Candamu Berujung Bisu dalam Candu

340 16 1
                                    

"Karena permata tak akan pernah kita dapat di laut yang dangkal, pun dengan kesetiaan. Kita hanya dapat mendapatkan kesetiaan dengan dua hal, ikhlas dalam untaian doa dan harapan juga sabar dalam menjalani penantian". -S.A-

Langit memberi asa bagi cinta yang berakhir luka. Hadirnya senja dalam rebahan tubuh di kursi tua membuat senyum menari sembari sejenak hilangkan duka dalam ingatan tempo hari. Aku dan siapapun tahu, bahwa memang untuk mendapatkan keindahan harus dengan jalan yang panjang. Dalam prosesnya kita harus pandai merekah dan menerka, bahwa hidup dan rasa tak selamanya baik-baik saja.

Terkadang kita harus panjatkan banyak syukur atas memori duka perihal tetes air mata yang terbuang demi kisah yang begitu panjang. Begitu membekas dalam canda , merobek jiwa dan memberikan gundah.

Sore ini, aku kembali kepada sebuah candu, penantian. Merekah hatimu dalam sajak abstrak tak bermakna namun memberikan tenang dalam raga.

Entah ini benam senja yang keberapa di bulan Desember. Banyak potret indah yang terabadikan dalam senja, namun tidak untuk perihal angan-angan yang masih sebuah nestapa.

Kau tahu apa?

kau, aku, senja, kursi tua dan padang hijau di tepi jembatan itu duduk bersama menikmati candu yang tak semu. Memberi ruang untuk angin mengudara dengan melodinya, juga menahan raga untuk tetap mampu damai dalam rekahan benam senja.

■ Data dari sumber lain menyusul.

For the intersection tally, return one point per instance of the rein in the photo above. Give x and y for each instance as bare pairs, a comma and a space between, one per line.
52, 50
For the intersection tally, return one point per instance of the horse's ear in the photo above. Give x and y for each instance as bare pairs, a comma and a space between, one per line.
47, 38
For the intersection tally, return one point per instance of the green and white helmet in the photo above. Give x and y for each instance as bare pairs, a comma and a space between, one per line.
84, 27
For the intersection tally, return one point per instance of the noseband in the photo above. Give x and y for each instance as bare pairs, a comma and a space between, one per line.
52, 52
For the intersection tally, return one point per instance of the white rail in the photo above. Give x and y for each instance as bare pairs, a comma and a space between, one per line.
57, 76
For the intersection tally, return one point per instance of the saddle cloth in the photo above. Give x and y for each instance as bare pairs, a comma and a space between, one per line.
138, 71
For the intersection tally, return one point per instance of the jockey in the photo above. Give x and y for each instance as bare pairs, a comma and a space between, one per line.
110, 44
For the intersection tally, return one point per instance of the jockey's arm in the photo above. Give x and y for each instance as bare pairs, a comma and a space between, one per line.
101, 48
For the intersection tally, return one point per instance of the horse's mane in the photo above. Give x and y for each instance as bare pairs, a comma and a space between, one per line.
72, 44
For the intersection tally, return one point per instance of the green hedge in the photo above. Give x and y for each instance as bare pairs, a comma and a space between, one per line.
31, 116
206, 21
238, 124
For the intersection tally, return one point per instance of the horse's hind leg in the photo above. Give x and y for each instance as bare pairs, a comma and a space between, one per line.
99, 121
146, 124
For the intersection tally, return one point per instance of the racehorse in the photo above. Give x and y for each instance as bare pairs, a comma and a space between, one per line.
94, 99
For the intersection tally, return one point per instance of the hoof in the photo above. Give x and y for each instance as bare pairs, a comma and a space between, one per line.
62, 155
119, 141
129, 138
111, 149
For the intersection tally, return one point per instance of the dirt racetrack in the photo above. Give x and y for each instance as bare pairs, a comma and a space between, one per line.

Sore ini aku sedang beranjak menuju padang hijau itu, sembari menunggu banyak asa, termasuk harap agar kau menemani rekahan senja itu tetap indah petang ini.

"nampaknya dia tidak akan datang lagi, hmm", resahku dalam benak karena kau tak kunjung berikan tepuk pada pundakku.

Namun baru saya aku ingin beranjak pergi dengan perasaan resah, kau tiba-tiba hadir dengan rekahan canda.

"Kau menunggu yah, hehe,"

"Ahh nggak kok, PD banget kamu. Aku cuma nggak mood lagi deh nunggu senja hari ini",

"Loh kok gitu, sini dulu lah duduk. Siapa tahu ini senja terakhir yang pertemukan kita", ajakmu kepadaku yang mulai beranjak pergi.

Sontak ragaku terpaku bisu dalam langkah. Aku tak bisa pergi, hatiku melarangku meninggalkan dua hal indah sore ini, dan akhirnya akupun menyerah kepada pintamu.

"Baiklah, aku akan tinggal deh",

"Beberapa hari ini aku lagi nggak bisa ke sini, ada banyak banget tugas jadi maaf yah, hehe",

"Kok minta maaf? kan nggak salah apa-apa..",

"Yaa salah dong, aku kan dulu udah bilang bakalan sering-sering ke sini liatin senja terbenam, soalnya indah banget. Tapi karena banyak hal, akupun susah deh ke sininya",

"Ohh gitu, ya udah deh. Sekarang aku puas. Akhirnya..",

"Akhirnya apa?"

"Akhirnya senja juga bisa liat hal yang indah, bukan cuma dia doang yang dinikmatin benam indahnya. Faham nggak?",

"Nggak, bahasamu tinggi banget yah, hehe".

"Sengaja kok, biar kamu nggak ngerti",

"Apaan coba", candamu sembari kau rapatkan tubuhmu pada kursi tua itu.

Dan akhirnya senja pun hadir dan benamkan diri dengan membawa banyak asa pada harapku, tentang bahagia yang kadangkala menerka juga canda yang berujung rindu tanpa temu. ataupun tentang duka yang menjadi kawan dalam musim panas yang panjang

atas semua candu, kita patut tampakkan riang. Menjaga dan merekah duka menjadi bahagia dalam sendu benamnya senja.

Senyum menjadi kawan yang baik bagi langit yang menyisakan banyak asa dan nostalgia. Tentang cinta, duka dan nestapa yang tak kunjung lenyap adanya.

Tak boleh lagi duka menghardik cerita bahagia dari anak penanti senja dan perintih duka di balik langit jingga.

Maka tersenyumlah. Karenamu, aku masih berdiri sendiri. Menanti senja, menari dan menyembunyikan perih, di balik langit jingga penutup senja.

Untuk insan yang punya kisah,
Dukamu akan berakhir.

*******
"Sebentar lagi hujan Desember pergi yah, kamu nggak akan ikut pergi, kan?".
*******

Dalam alunan nyanyian jangkrik, (04/01/2018).